Weighty Words: The Future of e-Books, Part 3

If e-books have been a commercial flop thus far, then how do Americans access books? In 2004-2005 we were divided equally between purchasing 2.3 billion books and checking out 2.4 billion books from libraries. Libraries remain a critical steward of our world’s knowledge. But even as the world wide web has made information more global, most libraries remain local in their focus. Number of Words Dedicated to Wikipedia Entries

For librarians, it must seem that the web has turned information gathering on its head. The Internet is a heady young fellow, self-obsessed, self-referential, and unflinchingly modern in its focus (see right). Libraries house history, centuries of wisdom buried deep in stacks, and even deeper in the un-searchable text of yellowing book pages. So how can libraries remain relevant?

Let’s first examine the mission of public libraries versus the mission of major search engines.
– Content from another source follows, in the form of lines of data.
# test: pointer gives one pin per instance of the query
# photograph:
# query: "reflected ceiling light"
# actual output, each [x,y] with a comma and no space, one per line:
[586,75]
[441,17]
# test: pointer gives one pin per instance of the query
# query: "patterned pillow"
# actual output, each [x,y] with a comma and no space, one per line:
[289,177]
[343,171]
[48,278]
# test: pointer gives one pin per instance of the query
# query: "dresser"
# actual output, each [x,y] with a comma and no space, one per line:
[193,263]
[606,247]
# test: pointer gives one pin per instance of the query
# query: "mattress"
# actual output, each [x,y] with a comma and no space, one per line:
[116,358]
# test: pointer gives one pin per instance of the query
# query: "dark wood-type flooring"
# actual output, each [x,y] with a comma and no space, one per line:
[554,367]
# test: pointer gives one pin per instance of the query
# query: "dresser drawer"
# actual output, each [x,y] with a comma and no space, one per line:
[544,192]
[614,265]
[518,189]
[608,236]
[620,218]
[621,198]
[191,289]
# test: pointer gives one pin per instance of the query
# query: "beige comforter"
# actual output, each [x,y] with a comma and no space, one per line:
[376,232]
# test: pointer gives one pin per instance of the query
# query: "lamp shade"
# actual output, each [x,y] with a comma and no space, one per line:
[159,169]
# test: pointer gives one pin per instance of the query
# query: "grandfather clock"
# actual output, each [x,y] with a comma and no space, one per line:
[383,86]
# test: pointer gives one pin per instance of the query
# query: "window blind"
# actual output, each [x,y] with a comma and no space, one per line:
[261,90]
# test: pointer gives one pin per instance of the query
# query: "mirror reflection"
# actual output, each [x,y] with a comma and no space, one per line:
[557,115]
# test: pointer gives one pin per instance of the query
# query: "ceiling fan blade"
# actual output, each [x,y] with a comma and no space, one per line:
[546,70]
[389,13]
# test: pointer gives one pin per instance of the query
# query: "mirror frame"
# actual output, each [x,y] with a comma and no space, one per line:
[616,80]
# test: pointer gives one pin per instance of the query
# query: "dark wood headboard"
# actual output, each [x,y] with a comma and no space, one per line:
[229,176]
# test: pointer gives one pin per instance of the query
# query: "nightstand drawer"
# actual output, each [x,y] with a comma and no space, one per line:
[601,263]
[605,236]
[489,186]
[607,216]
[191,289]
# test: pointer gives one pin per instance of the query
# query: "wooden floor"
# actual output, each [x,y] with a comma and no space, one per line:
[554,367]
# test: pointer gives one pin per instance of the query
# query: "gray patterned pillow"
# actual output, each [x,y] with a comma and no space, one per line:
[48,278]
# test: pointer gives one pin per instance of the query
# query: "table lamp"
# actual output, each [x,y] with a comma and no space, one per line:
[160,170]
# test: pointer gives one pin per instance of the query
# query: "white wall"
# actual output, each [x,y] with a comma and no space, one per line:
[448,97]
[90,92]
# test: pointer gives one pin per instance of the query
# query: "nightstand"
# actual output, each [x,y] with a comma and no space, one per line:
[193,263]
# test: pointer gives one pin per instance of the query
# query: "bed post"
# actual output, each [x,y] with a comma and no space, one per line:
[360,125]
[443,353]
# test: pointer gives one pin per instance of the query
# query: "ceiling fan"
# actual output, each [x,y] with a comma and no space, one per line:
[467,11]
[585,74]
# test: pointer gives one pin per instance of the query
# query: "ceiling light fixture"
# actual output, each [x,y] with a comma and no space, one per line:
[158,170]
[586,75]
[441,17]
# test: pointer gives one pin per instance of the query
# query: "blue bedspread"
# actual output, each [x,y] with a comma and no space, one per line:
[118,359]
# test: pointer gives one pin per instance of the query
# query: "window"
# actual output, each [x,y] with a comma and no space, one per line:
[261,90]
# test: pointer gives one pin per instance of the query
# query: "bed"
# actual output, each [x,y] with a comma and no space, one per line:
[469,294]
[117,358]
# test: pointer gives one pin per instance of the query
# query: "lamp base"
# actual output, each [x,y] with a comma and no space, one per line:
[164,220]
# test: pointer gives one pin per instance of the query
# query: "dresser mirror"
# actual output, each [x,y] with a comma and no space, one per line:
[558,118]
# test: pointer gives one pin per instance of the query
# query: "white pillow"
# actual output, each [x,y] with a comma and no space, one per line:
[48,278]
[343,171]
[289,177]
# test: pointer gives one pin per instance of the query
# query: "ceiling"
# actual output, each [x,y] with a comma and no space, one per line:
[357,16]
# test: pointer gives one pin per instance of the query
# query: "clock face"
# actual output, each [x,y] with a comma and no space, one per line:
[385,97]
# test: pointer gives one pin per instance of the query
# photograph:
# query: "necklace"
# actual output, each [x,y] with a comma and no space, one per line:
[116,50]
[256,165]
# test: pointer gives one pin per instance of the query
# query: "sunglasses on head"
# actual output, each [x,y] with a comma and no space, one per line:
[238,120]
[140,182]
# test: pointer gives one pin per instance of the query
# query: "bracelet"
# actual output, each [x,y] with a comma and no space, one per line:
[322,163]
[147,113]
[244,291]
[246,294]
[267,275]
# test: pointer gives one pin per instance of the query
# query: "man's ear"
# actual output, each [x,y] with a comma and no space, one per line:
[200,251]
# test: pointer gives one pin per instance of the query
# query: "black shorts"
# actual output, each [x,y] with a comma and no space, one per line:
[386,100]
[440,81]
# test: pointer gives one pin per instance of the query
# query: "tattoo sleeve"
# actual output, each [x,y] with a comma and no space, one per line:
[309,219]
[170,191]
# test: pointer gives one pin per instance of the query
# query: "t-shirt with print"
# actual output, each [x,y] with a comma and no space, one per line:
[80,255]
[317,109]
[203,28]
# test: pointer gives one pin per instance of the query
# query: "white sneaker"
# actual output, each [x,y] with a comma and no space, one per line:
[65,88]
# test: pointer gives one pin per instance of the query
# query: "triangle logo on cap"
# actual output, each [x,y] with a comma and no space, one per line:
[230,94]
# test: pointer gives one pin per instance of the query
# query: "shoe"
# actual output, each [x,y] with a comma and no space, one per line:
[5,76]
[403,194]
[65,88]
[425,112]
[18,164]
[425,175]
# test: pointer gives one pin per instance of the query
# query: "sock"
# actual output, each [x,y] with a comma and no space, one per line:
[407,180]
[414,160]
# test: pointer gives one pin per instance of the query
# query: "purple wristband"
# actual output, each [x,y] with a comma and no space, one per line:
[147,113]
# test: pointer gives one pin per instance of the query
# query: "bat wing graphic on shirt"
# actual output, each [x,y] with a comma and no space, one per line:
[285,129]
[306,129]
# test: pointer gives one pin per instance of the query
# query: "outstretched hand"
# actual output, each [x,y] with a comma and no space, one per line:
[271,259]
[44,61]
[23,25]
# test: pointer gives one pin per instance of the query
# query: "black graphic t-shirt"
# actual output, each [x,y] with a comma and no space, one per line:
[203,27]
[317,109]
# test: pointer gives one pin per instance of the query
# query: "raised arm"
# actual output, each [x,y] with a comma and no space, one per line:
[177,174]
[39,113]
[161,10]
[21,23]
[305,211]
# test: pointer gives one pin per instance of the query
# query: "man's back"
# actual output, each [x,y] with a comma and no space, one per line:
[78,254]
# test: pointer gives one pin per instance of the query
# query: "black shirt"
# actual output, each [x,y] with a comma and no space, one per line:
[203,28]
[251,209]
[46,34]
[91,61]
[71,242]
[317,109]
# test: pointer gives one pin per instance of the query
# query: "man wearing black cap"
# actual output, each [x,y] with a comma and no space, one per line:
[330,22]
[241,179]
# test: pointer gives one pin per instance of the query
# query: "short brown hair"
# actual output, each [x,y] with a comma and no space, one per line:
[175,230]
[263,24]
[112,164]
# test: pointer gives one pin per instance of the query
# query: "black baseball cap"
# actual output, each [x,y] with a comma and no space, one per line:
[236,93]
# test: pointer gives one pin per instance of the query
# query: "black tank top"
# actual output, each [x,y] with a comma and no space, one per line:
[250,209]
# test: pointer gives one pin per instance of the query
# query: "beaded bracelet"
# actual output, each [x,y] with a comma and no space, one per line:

The following excerpts are from the mission statements of several major libraries and a certain web giant – see if you can distinguish between them (hover over or click the link for the answers):

A. “Helping people advance knowledge to enrich lives

B. “…to organize the world’s information and make it universally accessible and useful.

C. “…to sustain and preserve a universal collection of knowledge and creativity for future generations.

D. “…collecting, cataloging, and conserving books and other materials…. to serve as a great storehouse of knowledge… and to function as an integral part of a fabric of information and learning that stretches across the nation and the world.

E. “…to create a comprehensive, searchable, virtual card catalog of all books in all languages that helps users discover new books and publishers discover new readers.


Private Sector Libraries

Clearly the missions of Google (and other search engines) are converging with those of the leading libraries. Google recognized this as an opportunity and launched the Google Library Project in late 2004. The project started with five major library partners, but has since extended to 11 libraries in three countries. Google is digitizing the contents of prestigious libraries such as Harvard, Stanford and Oxford, increasing access to tens of millions of unique books that were once accessible only to a small, elite group.

Google spends between $10 and $30 for every book it scans. The entire project, which will span at least a decade, will only cost Google the equivalent of its 4th quarter profits in 2006. Not a bad investment for the web giant.

Google has already made these books available on its Google Book Search, a fascinating portal that for the first time in human history opens up rare and not-so-rare books to anyone in the world. Not only are these books are fully text searchable, Google has recently announced an integration with Google Maps, making librarians, technologists and Google-philes giddy. No more leafing through musty books to find a quote or location.

Google’s Library Project is distinctive from several others such as the Open Content Alliance sponsored by Yahoo and Microsoft because Google is barreling ahead and scanning copyrighted texts. This has not only provoked lawsuits, but more importantly, it has also provided a necessary impetus to publishers and libraries to address the issue of how to manage copyrighted books in the digital era.

Google Book Search allows full text search for copyrighted works by simply telling you that the terms you searched for are in the book. Google then provides a tantalizing “snippet view” of the text as if it was torn right from the page. If you want to read the whole book online, however, you’ll have to wait. Rather than selling the e-book, Google paradoxically directs you to amazon.com which will happily mail you a hardback in 5 to 7 days for $21.95.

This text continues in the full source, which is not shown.